Gabon : l’iboga sous contrôle strict pour protéger une plante sacrée

Le Gabon franchit une étape décisive dans la préservation de son patrimoine naturel. Désormais, l’exploitation et la vente de l’iboga, arbuste emblématique des forêts équatoriales gabonaises, ne peuvent plus se faire sans autorisation préalable des autorités locales. Cette mesure marque un tournant dans la gestion d’une ressource à la fois culturelle, médicinale et économique, dont la demande mondiale a explosé ces dernières années.

L’iboga, une plante aux multiples enjeux

La Tabernanthe iboga, arbuste aux racines riches en alcaloïdes, occupe une place centrale dans la culture gabonaise. Utilisée lors des rites initiatiques du bwiti, elle est également au cœur de recherches scientifiques pour ses propriétés thérapeutiques, notamment dans le traitement des dépendances aux drogues dures. Cette double vocation, traditionnelle et médicale, attire désormais l’attention d’acteurs internationaux, poussant les autorités à encadrer strictement son exploitation.

Jusqu’à présent, la cueillette sauvage, non régulée, menaçait la survie de l’espèce. La nouvelle réglementation impose désormais un parcours administratif strict pour toute activité liée à l’iboga : récolte, transformation, vente ou exportation. Sans autorisation officielle, aucune opération ne peut être menée, sous peine de sanctions. Cette décision s’inscrit dans la continuité des efforts de protection initiés en 2000, lorsque l’iboga a été classée au rang de patrimoine culturel national.

Lutter contre la biopiraterie et valoriser localement

La mesure répond à une préoccupation majeure : éviter que les bénéfices tirés de l’iboga ne profitent uniquement à des acteurs étrangers. Depuis des années, des cliniques en Europe et en Amérique du Nord proposent des cures à base d’ibogaïne, l’alcaloïde extrait de la racine, à des tarifs prohibitifs. Pourtant, la matière première provient majoritairement des forêts gabonaises, où l’exploitation anarchique menace la pérennité de l’espèce.

En renforçant le cadre juridique, le Gabon souhaite tracer les flux de cette ressource, fixer des quotas de récolte et négocier des accords équitables de partage des bénéfices, conformément au protocole de Nagoya.
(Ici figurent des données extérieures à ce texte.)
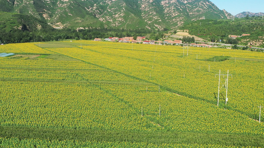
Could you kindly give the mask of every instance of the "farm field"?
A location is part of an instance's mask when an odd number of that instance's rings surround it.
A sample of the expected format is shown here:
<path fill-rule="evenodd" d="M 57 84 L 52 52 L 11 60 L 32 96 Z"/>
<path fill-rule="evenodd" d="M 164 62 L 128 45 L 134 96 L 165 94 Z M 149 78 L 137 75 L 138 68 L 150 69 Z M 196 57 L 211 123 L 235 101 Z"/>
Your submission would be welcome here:
<path fill-rule="evenodd" d="M 264 147 L 263 53 L 87 40 L 3 52 L 17 55 L 0 58 L 0 147 Z M 217 107 L 219 70 L 232 76 Z"/>

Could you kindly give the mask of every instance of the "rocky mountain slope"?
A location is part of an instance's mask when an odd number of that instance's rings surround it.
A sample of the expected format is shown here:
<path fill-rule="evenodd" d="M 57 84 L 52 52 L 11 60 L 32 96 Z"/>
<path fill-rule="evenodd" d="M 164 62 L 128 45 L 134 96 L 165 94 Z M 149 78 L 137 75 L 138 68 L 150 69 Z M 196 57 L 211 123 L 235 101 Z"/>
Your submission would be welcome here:
<path fill-rule="evenodd" d="M 33 15 L 54 28 L 73 28 L 162 30 L 228 17 L 209 0 L 0 0 L 0 11 Z"/>
<path fill-rule="evenodd" d="M 239 13 L 235 15 L 235 17 L 241 18 L 243 17 L 246 17 L 247 16 L 249 17 L 252 17 L 253 16 L 262 16 L 264 17 L 264 13 L 259 12 L 259 13 L 252 13 L 250 12 L 243 12 L 242 13 Z"/>

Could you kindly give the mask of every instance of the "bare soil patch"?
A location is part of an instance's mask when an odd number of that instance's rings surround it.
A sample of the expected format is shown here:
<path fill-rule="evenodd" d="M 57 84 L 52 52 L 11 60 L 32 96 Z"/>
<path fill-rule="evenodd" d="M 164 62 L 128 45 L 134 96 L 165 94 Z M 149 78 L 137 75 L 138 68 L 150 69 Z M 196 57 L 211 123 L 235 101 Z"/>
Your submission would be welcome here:
<path fill-rule="evenodd" d="M 40 56 L 39 54 L 34 54 L 34 55 L 25 55 L 25 54 L 18 54 L 12 56 L 12 57 L 21 57 L 22 58 L 28 58 L 30 59 L 35 59 L 38 57 Z"/>

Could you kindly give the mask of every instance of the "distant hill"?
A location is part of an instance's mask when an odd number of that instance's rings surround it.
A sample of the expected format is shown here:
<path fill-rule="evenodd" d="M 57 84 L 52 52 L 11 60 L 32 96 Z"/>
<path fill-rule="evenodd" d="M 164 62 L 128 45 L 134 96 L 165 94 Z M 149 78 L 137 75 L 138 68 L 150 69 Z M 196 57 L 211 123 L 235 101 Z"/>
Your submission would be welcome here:
<path fill-rule="evenodd" d="M 198 20 L 180 28 L 188 30 L 191 35 L 196 36 L 205 40 L 224 41 L 229 35 L 249 36 L 238 37 L 241 44 L 264 47 L 264 19 L 262 17 L 249 17 L 230 20 Z"/>
<path fill-rule="evenodd" d="M 52 29 L 45 20 L 26 14 L 0 12 L 0 30 L 9 32 L 13 29 L 30 32 L 40 29 Z"/>
<path fill-rule="evenodd" d="M 239 13 L 236 15 L 235 17 L 236 18 L 243 18 L 247 16 L 252 17 L 252 16 L 264 16 L 264 13 L 259 12 L 259 13 L 252 13 L 250 12 L 243 12 L 242 13 Z"/>
<path fill-rule="evenodd" d="M 75 29 L 163 30 L 229 15 L 209 0 L 0 0 L 0 11 L 33 16 L 54 28 Z"/>

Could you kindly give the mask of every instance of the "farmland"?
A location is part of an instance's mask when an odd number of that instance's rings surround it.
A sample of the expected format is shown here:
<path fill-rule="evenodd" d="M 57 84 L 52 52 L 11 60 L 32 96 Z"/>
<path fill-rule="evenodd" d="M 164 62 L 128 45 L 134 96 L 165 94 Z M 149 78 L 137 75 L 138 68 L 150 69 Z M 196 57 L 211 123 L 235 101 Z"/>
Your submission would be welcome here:
<path fill-rule="evenodd" d="M 87 40 L 2 52 L 21 56 L 0 58 L 0 146 L 264 147 L 263 53 Z M 217 107 L 219 70 L 232 76 Z"/>

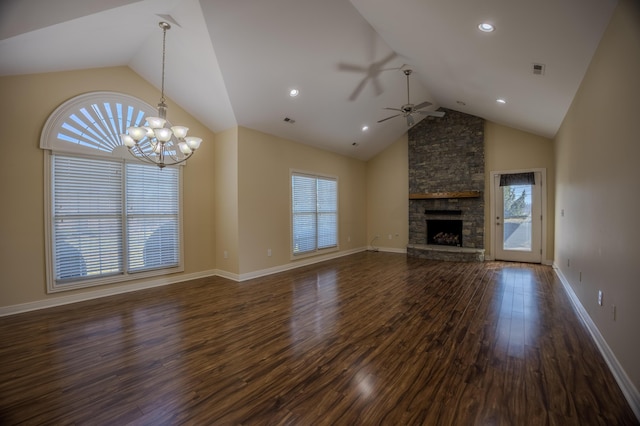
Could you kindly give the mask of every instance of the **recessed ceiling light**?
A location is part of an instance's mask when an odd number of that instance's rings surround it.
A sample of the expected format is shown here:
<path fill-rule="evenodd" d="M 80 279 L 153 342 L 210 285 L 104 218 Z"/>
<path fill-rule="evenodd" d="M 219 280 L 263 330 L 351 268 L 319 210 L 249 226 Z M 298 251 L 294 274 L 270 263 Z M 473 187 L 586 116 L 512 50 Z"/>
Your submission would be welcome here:
<path fill-rule="evenodd" d="M 488 22 L 483 22 L 483 23 L 481 23 L 480 25 L 478 25 L 478 29 L 479 29 L 480 31 L 482 31 L 482 32 L 490 33 L 491 31 L 495 30 L 495 29 L 496 29 L 496 27 L 494 27 L 493 25 L 491 25 L 491 24 L 490 24 L 490 23 L 488 23 Z"/>

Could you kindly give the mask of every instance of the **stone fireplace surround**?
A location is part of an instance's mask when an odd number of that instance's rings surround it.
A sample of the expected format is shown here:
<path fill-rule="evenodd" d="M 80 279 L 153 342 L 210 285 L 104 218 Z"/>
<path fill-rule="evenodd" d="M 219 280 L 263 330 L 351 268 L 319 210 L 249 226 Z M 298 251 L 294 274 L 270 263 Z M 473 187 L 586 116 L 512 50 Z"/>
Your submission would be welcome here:
<path fill-rule="evenodd" d="M 409 256 L 484 260 L 484 120 L 454 110 L 409 130 Z M 454 213 L 455 212 L 455 213 Z M 436 214 L 434 214 L 436 213 Z M 462 220 L 462 246 L 427 244 L 427 218 Z"/>

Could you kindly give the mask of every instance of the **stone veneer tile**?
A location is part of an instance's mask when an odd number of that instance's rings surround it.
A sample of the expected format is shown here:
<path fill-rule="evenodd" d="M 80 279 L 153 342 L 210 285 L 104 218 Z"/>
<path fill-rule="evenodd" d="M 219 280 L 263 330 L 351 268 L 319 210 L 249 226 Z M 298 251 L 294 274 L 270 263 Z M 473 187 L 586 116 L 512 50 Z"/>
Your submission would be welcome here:
<path fill-rule="evenodd" d="M 484 119 L 441 108 L 409 129 L 409 193 L 480 191 L 478 198 L 409 200 L 409 245 L 426 244 L 425 210 L 462 210 L 462 247 L 484 249 Z M 416 255 L 409 250 L 409 255 Z M 419 257 L 456 259 L 437 251 Z M 469 260 L 460 256 L 458 260 Z"/>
Cette approche s’aligne sur les politiques menées par d’autres pays d’Afrique centrale soucieux de protéger leurs ressources naturelles. Toutefois, la mise en œuvre sur le terrain reste un défi, notamment dans des zones forestières vastes et difficiles d’accès, où la contrebande de produits forestiers persiste.

Vers une filière locale structurée et durable

Au-delà de la régulation, cette réforme ouvre la voie à la création d’une filière gabonaise de l’iboga. Les acteurs intéressés – tradipraticiens, coopératives villageoises ou industriels – devront désormais suivre une procédure administrative claire. L’objectif est double : préserver les peuplements naturels, dont la régénération est lente, et capter la valeur ajoutée d’une plante convoitée par la recherche pharmaceutique internationale.

Plusieurs questions restent en suspens. Quels seront les critères d’attribution des autorisations ? Quel organisme sera chargé de l’instruction des dossiers ? Comment seront intégrées les communautés locales, détentrices des savoirs traditionnels liés au bwiti ? La crédibilité de ce dispositif dépendra de la transparence des processus et de l’équilibre trouvé entre développement économique et préservation écologique.

Pour les investisseurs étrangers, le message est sans ambiguïté : l’iboga n’est plus une ressource disponible à volonté. Le Gabon, qui a récemment multiplié les initiatives pour valoriser son capital naturel – des crédits carbone à la certification forestière –, ajoute une nouvelle dimension à sa stratégie de souveraineté écologique. La réussite de cette réforme dépendra des moyens alloués à son application.